Un moment que je n'étais pas revenue par ici, c'est intimidant...

Introduction : ce texte s'intègre aux aventures de mon elfe N'weti, une Fan Fiction dans l'univers de Dragon Age et qui s'étend sur deux des jeux de la licence. Il n'y aura pas forcément besoin de lire le pavé que j'ai mis en lien pour comprendre ce texte-ci, je mettrai les quelques mots clefs dans un glossaire en spoiler. Si j'en rate, dites-moi, que j'ajoute. J'ai écrit ce texte, à la base pour exprimer un racisme culturel lié à l'univers où évoluent les personnages, notamment mon elfe, avec différents points de vue.

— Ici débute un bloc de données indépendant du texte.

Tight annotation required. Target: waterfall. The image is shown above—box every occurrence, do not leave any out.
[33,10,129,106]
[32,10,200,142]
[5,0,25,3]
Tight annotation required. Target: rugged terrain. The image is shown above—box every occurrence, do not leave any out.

Je voulais essayer de mettre des mots, de me rendre compte, de ce que mon elfe pourrait subir... et je me suis perdue dans les émotions d'une mère, personnage central de ce texte.
Corrections : l'orthographe, la conjugaison, la syntaxe, ce qui semble utile de relever. J'aimerais aussi savoir si le racisme reste bien exprimé, pas trop flagrant, mais pas forcément noyé dans le reste non plus, parce que ça restait mon intention de base.
Ce que j'aimerais ne pas toucher : le discours en général, cette politesse, peut-être particulière, dans la narration et entre les personnages. En ce moment, j'ai besoin de cette écriture.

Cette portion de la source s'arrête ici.